4) Réaffirmer et amplifier les choix et les engagements de 2012 :
• Muscler les efforts de régulation des activités financières et bancaires, et leur mobilisation
pour l’investissement et les territoires. Promouvoir la responsabilité sociale et
environnementale des multinationales et leur « devoir de vigilance ».
• Rendre populaire la transition écologique : financement et avances pour les travaux de
rénovations énergétiques, co-investissements citoyens dans les énergies renouvelables,
plan de remplacement des véhicules et équipements anti-écologiques.
• Engager un mouvement de transformation de l’Etat et des collectivités locales, avec les
citoyens et les agents publics. Nous soutiendrons les économies efficaces, pas les
régressions sociales : non aux économies de dépense qui conduisent à des reculs pour la
Sécurité sociale ou à la panne de l’investissement public !
• Défendre l’égalité des territoires par un socle de droits (le « bouclier »), une relance des
économies locales, un remaillage des services publics sur deux piliers : l’éducation et la
santé.
• Pour une revitalisation exigeante de la démocratie française. Un sentiment d’abandon
exaspère aujourd’hui de nombreux Français. Ils se sentent oubliés, incompris, pas
écoutés. Pour écouter les citoyens et mobiliser la société, nous devons inventer des formes
participatives nouvelles, et lutter contre toutes les formes d’exclusion. Dans notre
République, nous sommes différents, mais tous égaux devant la loi.
Le pays ne se sent pas représenté, encore plus quand le Parlement n’est pas entendu. La
nouvelle étape doit retrouver les droits et les devoirs du Parlement. Notre majorité sera plus
soudée, si elle inaugure des manières modernes de préparer les grandes décisions et de
délibérer.
Ne laissons pas s’installer de faux clivages entre les « cigales » et les « fourmis » ; mais nous
savons aussi que jamais la France ne se redressera dans l’austérité et en laissant exploser le
chômage et les inégalités.
Nous faisons le choix d’une politique qui marche. Nous recherchons l’équilibre entre les salariés
et les entreprises et entre les efforts et la justice, pour toutes les composantes de la société.

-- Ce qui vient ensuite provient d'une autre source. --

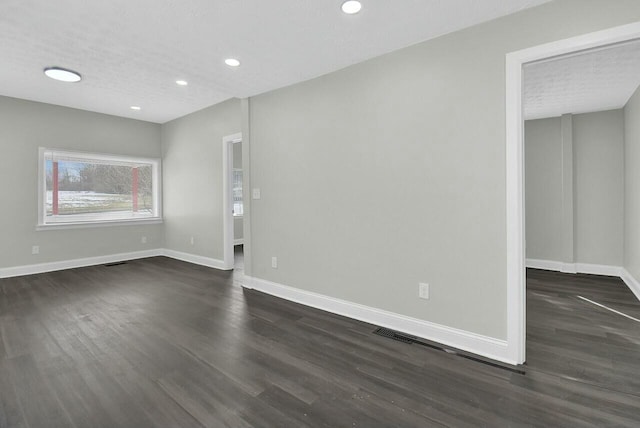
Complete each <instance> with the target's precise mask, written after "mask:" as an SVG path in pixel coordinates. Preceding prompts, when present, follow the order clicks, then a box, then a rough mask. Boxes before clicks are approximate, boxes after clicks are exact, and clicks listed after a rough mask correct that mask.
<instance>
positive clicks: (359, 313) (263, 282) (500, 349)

Refusant la fuite en avant façon Sarkozy, nous choisissons l’efficacité pour mener les politiques
d’investissement, la transformation de l’Etat, l’innovation publique.
Les Français n’ont pas changé depuis le 6 mai 2012, ils sont déçus. Ils ne sont pas versatiles, ni
ralliés à l’UMP qui n’a rien d’autre à proposer que la dérégulation et l’austérité. Il est impératif
d’exprimer une vision claire et offensive du futur de la France et de son rôle en Europe.
Les Français ont le sentiment que la politique qu’ils avaient choisie n’est pas assumée. Ils nous
l’ont dit dans les urnes. Il faut maintenant passer des urnes aux choix et, pour nous, des mots aux
actes. Les temps qui viennent sont pour tous, et pour chacun d’entre nous, une épreuve de vérité.